A simple benchmark for large array of 10 ** 6 size:

In [251]: def mechanic(x, y):
     ...:     x = np.asarray(x)
     ...:     y = np.asarray(y)
     ...:     perm = x.argsort()
     ...:     sort = x[perm]
     ...:     mask = np.concatenate([[True], sort[1:] != sort[:-1]])
     ...:     return sort[mask], np.maximum.reduceat(y[perm], mask.nonzero()[0])
     ...:

In [252]: def claudio(x, y):
     ...:     xout = []
     ...:     yout = []
     ...:     for g, v in groupby(sorted(zip(x, y)), lambda x: x[0]):
     ...:         xout += [g]
     ...:         yout += [max(v)[1]]
     ...:     return xout, yout
     ...:

In [253]: def joran_beasley(x, y):
     ...:     df = pd.DataFrame({'x': x, 'y': y})
     ...:     return (*df.groupby('x').agg({'x': 'first', 'y': 'max'}).values.T,)
     ...:

In [254]: import pandas as pd

In [255]: x, y = np.random.randint(0, 100, (2, 10 ** 6))

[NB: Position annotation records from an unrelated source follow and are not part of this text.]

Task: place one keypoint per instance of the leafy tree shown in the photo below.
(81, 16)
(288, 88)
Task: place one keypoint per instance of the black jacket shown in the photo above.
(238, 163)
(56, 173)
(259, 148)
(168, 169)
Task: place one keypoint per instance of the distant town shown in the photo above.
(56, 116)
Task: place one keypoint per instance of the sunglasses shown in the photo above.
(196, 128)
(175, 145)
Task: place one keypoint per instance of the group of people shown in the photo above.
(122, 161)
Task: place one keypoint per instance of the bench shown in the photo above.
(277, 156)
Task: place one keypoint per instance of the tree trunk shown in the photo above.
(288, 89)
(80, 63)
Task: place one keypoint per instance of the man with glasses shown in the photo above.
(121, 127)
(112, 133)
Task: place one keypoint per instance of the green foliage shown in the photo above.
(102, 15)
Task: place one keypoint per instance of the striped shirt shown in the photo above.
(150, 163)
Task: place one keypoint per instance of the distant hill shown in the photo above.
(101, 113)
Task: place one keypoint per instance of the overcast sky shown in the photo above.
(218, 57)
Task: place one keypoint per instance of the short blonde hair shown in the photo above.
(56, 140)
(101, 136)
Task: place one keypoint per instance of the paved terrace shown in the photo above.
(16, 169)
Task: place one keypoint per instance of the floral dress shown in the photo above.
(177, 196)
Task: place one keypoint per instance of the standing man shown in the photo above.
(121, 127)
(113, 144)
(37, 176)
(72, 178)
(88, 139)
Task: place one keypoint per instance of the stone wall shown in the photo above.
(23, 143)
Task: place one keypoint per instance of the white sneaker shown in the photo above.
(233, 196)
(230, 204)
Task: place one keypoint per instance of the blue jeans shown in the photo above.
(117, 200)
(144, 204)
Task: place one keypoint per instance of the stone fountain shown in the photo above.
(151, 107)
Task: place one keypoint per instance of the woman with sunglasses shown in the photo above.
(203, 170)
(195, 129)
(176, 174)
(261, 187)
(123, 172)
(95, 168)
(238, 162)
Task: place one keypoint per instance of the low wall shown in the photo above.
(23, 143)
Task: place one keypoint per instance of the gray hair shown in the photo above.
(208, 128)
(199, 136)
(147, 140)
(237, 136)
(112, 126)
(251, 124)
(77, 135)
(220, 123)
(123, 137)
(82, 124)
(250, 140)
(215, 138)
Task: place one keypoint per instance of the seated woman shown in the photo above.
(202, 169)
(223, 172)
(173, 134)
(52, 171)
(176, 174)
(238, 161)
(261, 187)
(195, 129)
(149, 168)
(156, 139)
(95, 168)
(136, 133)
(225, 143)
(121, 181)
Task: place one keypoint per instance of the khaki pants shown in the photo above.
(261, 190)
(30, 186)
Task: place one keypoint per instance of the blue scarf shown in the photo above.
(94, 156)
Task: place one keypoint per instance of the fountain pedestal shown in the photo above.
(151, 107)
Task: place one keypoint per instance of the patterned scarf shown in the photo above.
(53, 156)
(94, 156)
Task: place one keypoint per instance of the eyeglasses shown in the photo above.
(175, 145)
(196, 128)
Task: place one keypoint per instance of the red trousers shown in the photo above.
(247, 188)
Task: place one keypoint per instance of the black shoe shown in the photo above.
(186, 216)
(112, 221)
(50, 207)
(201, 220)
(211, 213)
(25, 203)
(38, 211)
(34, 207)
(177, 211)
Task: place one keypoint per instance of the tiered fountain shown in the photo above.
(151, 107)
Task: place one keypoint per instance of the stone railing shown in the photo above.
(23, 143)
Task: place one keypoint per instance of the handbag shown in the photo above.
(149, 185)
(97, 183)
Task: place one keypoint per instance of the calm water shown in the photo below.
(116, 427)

In [256]: %timeit mechanic(x, y)
65.6 ms ± 2.32 ms per loop (mean ± std. dev. of 7 runs, 10 loops each)

In [257]: %timeit claudio(x, y)
2.6 s ± 56.5 ms per loop (mean ± std. dev. of 7 runs, 1 loop each)

In [258]: %timeit joran_beasley(x, y)
36.3 ms ± 755 µs per loop (mean ± std. dev. of 7 runs, 10 loops each)

Start from list:

In [275]: x, y = np.random.randint(0, 100, (2, 10 ** 6)).tolist()

In [276]: %timeit joran_beasley(x, y)
404 ms ± 6.67 ms per loop (mean ± std. dev. of 7 runs, 1 loop each)

In [277]: %timeit mechanic(x, y)
193 ms ± 2.57 ms per loop (mean ± std. dev. of 7 runs, 10 loops each)

In [278]: %timeit claudio(x, y)
1.02 s ± 20.2 ms per loop (mean ± std. dev. of 7 runs, 1 loop each)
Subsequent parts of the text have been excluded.